I never knew the amount of voices that
Surrounded her when she despaired at the kitchen
Table. I thought I had known her inside out.
As she held me against her chest.
I could never feel the sound of war drums.
She stared at the details of the house she lived in.
Trying to escape, make the first step, in her mind.
Her moments of timed joy landed on the kitchen counter,
And like dirt and dust they were wiped away, absorbed
By a dead material. As if nothing mattered.
I could never see things from her perspective.
The way she repeated every single day and hoped
That it would suddenly change. She ascribed no
Power whatsoever to herself. She had been stripped
Of everything that she was. And she did her best.
I had the impression that things were okay, even though
They weren’t. He made sure of that.

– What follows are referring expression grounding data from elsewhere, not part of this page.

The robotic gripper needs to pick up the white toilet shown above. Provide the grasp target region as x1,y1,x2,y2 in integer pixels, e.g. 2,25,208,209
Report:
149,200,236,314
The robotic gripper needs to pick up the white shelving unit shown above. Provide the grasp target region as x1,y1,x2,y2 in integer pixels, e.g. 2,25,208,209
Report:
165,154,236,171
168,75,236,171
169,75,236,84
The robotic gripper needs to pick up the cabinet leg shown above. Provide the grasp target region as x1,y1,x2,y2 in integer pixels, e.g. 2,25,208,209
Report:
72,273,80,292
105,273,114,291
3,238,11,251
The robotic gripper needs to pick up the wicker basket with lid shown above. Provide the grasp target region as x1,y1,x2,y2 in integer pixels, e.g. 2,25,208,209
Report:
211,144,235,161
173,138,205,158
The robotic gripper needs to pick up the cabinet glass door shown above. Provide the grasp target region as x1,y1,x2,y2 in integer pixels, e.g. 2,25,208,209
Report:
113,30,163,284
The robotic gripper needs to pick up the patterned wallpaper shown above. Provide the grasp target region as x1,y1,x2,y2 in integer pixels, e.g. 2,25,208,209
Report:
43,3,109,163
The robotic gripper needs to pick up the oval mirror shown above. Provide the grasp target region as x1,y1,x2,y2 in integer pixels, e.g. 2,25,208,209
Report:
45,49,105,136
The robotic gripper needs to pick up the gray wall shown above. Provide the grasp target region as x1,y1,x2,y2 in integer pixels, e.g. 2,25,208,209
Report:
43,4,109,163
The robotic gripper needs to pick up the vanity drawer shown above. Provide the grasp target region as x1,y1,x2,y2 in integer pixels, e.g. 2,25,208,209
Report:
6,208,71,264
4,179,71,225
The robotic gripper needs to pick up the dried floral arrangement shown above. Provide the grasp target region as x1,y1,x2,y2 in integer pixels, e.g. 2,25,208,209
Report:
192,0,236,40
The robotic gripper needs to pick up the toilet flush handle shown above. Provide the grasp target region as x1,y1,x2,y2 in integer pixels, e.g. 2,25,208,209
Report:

She had been a woman
Who had already survived the most substantial of wounds
And yet, in his arms, against his lips, his demanding sex, the
Feigned intimacy of his breath, she became a girl again.
His touch made her crumble, the old pattern of men
That she knew too well, unwelcome, uninvited, domineering.
She had never been taught the language of asserting herself.
Every muscle and bone had been softened at someone else’s
Will, someone who profits from submissive bodies that got
Robbed of their sense of self and will.
Always framed by shut windows, the cold coffee reminiscent
Of a still life that never ends, the broken carousel of faded colours,
The fantasies she dove into to keep herself alive, in a different moment,
Never in the present, never reclaiming the power of that precise instant,
Looking at me, looking at him, her, him, her, thinking how am I going to do this?